2.5 Given the continuing high rates of nosocomial infections, why are LFT tests not being used in hospitals – at least as initial screening mechanism – thereby benefiting from the rapid results generated – so that patients can be rapidly isolated if required?
3. NHS capacity
3.1 Is there an explanation for the significant fall of all acute respiratory infections since September this year compared to previous years? Has there been misclassification of these cases as COVID?
3.2 What are the details, by region, for the numbers of NHS critical care beds in terms of capacity and patient occupancy since 1 September 2020 and what were the same details for the same period in each of the preceding 5 years?
4. Treble Test Challenge and confirmatory testing
4.1 Will you accept our proposal to treble test a sample of at least 1,000 people to validate the results from PCR and LFTs? If not, why not?
4.2 Will you agree that given the fundamental importance of the PCR test to the Government’s strategy, that you will now introduce a policy of double checking all positive test results (as Cambridge University
itself sensibly does). This should preferably be done with a different type of test, and if there is an inconsistency, then a third test can take place.

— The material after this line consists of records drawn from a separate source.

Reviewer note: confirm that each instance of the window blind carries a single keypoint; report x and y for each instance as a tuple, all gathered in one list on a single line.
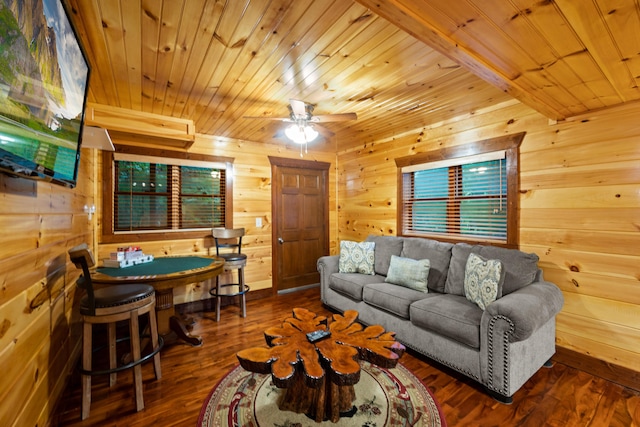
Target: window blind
[(160, 194), (461, 198)]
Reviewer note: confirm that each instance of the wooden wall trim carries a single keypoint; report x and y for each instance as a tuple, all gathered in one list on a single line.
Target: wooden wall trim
[(617, 374)]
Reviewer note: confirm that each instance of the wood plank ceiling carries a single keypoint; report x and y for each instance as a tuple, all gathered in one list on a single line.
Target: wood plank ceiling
[(399, 64)]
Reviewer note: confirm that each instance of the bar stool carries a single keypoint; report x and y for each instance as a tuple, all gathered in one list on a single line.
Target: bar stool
[(109, 305), (230, 241)]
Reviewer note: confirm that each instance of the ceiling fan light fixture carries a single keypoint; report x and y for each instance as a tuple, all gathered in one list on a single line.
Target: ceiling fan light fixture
[(301, 133)]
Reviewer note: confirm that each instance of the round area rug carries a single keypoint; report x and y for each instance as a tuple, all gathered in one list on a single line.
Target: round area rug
[(384, 397)]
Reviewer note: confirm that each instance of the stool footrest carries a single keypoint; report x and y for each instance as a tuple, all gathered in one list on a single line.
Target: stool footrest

We believe the proposals in 4 above could fundamentally assist the Government with its strategy of reducing incidences of the virus thus getting the country back to normal much faster: they should therefore be adopted immediately.
We look forward to hearing from you in response to these matters as soon as possible and in any event by 4pm on 22 December 2020. We regard this matter as serious, urgent and in the strategic national interest.
Given the national importance of this matter, we are releasing a copy of this letter to the media.